Acta fabula
ISSN 2115-8037

2010
Mars 2010 (volume 11, numéro 3)
Nicole Michel-Grépat

Des auteures de 1900 à 1914 : une Belle Époque, entre fureurs et ferveurs.

Patricia Izquierdo, Devenir poétesse à la Belle Époque, Étude littéraire, historique et sociologique, Paris : L’Harmattan, 2009, 396 p., ISBN : 978-2-296-10845-5

1Même si Colette, Anna de Noailles ou Lucie Delarue-Mardrus appartiennent aujourd’hui, sans conteste, à notre panthéon littéraire, leur itinéraire de femmes de lettres fut un parcours de combattantes. C’est pourquoi Patricia Izquierdo a décidé d’analyser les enjeux littéraires, historiques et sociologiques de la création de quatorze femmes pour rendre hommage à la qualité de leur travail poétique et souligner l’amplitude de leur lutte, menée avec pugnacité et courage, afin de se faire reconnaître par une critique misogyne et destructrice. L’ouvrage suit l’éclosion d’une écriture féminine jusqu’à la guerre, pendant la Belle Époque, de 1900 à 1914 : il explicite l’essor inattendu de la production littéraire féminine et revisite les liens entre féminisme et poésie, dans le contexte socio-culturel de ce début de XXe siècle, à travers les destinées de Gérard d’Houville, Marguerite Burnat-Provins, Marie Dauguet, Hélène Picard, Cécile Sauvage, Marie Krysinska, Renée Vivien, Natalie Barney, Cécile Périn, Amélie Murat, Judith Gautier, Jean Dominique sans oublier Anna de Noailles et Lucie Delarue-Mardrus.

2Dans cette période d’avant-guerre, le lyrisme féminin est à son apogée.
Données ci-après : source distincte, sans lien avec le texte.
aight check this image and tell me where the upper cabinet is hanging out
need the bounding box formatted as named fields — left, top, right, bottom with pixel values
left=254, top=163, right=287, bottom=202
Les femmes veulent s’exprimer dans et par l’écriture, quatre ouvrages essentiels le confirment dès l’année 1901: Le cœur innombrable d’Anna de Noailles, Occident de Lucie Delarue-Mardrus, Études et préludes de Renée Vivien et L’ombre des roses de Jean Dominique. Patricia Izquierdo cherche alors une première réponse à cet élan scriptural, celle du Paris mondain. Ainsi pour Renée Vivien, « Paris est le cerveau qui fuse, le bras qui agit, l’âme qui domine et la main qui crée » (p. 24) même si quelques sursauts régionalistes frémissent dans les revues de la Province, comme Le Beffroi à Lille et L’effort à Toulouse. Les grandes bourgeoises Anna de Noailles, Gérard d’Houville, Judith Gautier, Lucie Delarue-Mardrus, les aristocrates Renée Vivien et Natalie Barney ont accès à l’univers des littérateurs mais les autres femmes auteurs de condition plus modeste fréquentent des cénacles provinciaux ou bien sont cantonnées dans les domaines dévalorisés du roman populaire ou du livre pour enfants.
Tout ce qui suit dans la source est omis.